When analyzing SEZ6L2 expression data from flow cytometry experiments using FITC-conjugated antibodies, researchers should consider the following statistical approaches:

• Descriptive statistics:

  • Mean/median fluorescence intensity (MFI) with standard deviation/interquartile range

  • Coefficient of variation to assess population homogeneity

  • Percent positive cells above threshold determined by appropriate controls

• Comparative analyses:

  • Student's t-test or Mann-Whitney U test for two-group comparisons

  • ANOVA or Kruskal-Wallis for multiple group comparisons

  • Repeated measures ANOVA for longitudinal studies

  • Appropriate post-hoc tests with correction for multiple comparisons

• Advanced analytical approaches:

  • Multivariate analysis for complex phenotyping (PCA, t-SNE, UMAP)
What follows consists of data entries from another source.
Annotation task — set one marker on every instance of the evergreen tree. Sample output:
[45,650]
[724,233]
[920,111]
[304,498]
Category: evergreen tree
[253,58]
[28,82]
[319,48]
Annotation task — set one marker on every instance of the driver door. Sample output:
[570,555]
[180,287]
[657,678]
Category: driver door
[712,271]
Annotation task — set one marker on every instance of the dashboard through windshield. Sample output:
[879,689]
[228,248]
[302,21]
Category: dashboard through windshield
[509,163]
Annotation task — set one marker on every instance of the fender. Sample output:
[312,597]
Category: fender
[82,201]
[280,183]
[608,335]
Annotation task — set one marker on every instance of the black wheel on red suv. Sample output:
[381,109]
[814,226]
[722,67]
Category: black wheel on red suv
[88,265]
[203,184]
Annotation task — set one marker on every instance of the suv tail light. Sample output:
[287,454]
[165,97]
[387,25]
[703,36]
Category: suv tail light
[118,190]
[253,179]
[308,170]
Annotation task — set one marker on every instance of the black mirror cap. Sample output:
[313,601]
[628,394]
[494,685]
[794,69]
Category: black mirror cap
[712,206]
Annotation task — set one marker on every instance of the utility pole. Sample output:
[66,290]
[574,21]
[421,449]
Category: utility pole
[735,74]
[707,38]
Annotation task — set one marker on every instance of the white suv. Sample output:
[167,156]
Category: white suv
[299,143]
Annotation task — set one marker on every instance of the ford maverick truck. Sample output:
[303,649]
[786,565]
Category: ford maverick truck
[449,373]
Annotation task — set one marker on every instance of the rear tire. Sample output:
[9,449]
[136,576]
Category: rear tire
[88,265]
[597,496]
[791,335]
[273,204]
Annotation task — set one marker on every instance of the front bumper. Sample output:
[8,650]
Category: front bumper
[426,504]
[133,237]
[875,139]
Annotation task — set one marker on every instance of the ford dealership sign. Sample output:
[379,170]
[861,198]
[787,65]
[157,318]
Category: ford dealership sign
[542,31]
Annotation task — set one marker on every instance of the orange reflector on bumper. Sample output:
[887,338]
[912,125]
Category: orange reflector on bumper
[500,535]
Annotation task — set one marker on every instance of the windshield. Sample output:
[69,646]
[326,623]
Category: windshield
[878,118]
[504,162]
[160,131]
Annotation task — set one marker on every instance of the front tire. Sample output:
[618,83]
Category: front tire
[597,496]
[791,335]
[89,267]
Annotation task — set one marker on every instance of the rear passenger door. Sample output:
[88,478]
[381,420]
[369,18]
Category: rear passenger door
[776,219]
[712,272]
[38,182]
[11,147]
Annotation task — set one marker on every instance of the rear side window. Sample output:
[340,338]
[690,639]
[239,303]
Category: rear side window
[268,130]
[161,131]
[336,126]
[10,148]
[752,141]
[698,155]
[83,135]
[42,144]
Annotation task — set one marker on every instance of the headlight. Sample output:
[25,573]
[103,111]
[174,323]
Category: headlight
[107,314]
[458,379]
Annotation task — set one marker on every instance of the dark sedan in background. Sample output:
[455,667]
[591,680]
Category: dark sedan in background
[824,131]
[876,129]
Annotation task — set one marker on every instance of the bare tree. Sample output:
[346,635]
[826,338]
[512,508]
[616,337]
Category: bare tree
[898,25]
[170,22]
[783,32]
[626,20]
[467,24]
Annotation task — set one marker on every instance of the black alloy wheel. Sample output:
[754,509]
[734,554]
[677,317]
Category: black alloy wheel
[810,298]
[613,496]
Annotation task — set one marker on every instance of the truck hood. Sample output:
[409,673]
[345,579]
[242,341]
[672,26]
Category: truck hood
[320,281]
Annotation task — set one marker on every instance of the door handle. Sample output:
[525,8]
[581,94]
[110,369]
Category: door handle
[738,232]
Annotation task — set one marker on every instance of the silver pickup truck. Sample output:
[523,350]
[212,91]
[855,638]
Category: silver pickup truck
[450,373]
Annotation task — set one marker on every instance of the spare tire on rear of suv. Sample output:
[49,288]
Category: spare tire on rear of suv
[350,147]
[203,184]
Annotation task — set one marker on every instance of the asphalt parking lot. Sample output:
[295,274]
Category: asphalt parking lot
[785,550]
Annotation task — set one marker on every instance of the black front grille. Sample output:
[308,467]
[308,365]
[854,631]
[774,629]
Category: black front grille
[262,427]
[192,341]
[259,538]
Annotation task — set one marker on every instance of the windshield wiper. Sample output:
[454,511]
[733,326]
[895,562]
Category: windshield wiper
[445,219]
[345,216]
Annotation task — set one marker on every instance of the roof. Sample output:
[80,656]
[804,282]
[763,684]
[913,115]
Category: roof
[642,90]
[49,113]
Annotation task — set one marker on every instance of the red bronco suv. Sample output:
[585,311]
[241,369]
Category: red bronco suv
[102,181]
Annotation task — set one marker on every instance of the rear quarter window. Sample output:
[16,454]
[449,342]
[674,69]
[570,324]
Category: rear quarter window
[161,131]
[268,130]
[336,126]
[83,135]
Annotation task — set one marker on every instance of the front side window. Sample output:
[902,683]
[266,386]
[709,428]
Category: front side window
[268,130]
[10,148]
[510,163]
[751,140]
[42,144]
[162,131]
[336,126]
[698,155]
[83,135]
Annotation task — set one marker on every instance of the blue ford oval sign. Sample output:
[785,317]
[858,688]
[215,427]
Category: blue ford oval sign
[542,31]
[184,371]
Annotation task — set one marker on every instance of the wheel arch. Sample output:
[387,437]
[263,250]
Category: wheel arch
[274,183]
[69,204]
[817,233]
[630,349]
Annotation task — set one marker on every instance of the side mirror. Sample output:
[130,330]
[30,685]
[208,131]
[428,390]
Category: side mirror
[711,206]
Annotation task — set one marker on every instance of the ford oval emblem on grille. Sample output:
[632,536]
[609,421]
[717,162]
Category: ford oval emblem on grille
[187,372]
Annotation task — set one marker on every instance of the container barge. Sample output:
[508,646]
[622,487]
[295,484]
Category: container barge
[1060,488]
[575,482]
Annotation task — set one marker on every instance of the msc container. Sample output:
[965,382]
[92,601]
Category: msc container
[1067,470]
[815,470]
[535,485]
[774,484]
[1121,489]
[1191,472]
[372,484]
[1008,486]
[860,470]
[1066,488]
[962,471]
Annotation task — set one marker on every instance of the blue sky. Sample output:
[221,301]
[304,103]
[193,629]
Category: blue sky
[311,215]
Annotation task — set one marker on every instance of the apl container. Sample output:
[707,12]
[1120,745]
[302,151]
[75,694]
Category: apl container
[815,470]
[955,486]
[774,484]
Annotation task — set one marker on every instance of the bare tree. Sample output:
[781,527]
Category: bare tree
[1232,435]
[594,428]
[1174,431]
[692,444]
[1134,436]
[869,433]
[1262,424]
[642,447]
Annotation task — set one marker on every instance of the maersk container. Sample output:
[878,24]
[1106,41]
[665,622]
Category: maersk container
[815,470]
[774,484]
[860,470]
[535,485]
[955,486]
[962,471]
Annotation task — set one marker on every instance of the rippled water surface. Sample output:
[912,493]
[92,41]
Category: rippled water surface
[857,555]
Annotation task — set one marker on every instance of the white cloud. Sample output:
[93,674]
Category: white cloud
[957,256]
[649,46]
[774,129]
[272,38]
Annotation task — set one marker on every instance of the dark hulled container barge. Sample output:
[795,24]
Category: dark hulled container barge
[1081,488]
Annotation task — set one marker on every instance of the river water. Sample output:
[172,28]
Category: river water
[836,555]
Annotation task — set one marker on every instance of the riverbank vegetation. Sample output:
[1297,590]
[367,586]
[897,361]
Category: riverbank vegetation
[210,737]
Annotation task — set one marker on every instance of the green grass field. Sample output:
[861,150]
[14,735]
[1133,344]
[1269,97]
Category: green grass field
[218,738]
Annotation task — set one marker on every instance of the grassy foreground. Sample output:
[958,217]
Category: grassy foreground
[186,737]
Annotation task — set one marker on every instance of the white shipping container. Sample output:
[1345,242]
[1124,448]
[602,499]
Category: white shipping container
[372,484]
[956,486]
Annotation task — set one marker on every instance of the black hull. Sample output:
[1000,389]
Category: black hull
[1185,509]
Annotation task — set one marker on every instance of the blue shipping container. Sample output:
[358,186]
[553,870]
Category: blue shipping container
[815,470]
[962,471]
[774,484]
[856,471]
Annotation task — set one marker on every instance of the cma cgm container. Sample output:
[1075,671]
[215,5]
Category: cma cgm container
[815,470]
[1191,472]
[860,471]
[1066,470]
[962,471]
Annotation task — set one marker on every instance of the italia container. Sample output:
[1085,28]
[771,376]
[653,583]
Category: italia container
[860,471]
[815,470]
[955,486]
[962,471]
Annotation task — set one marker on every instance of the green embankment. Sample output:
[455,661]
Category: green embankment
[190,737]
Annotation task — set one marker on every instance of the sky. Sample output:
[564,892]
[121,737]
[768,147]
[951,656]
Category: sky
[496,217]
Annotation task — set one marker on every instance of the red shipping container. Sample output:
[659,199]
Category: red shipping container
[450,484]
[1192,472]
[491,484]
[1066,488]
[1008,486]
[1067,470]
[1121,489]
  • Hierarchical clustering to identify sample relationships

  • Machine learning algorithms for pattern recognition

  • Correlation analyses between SEZ6L2 expression and other parameters

• Specific considerations for SEZ6L2 analysis:

  • Account for autofluorescence, particularly in brain-derived samples

  • Consider normalization to housekeeping proteins for relative quantification

  • Implement appropriate transformation for non-normally distributed data

  • Establish clear criteria for defining SEZ6L2-positive populations

These statistical approaches, when properly applied, enable robust analysis of SEZ6L2 expression patterns and their correlation with biological or clinical parameters.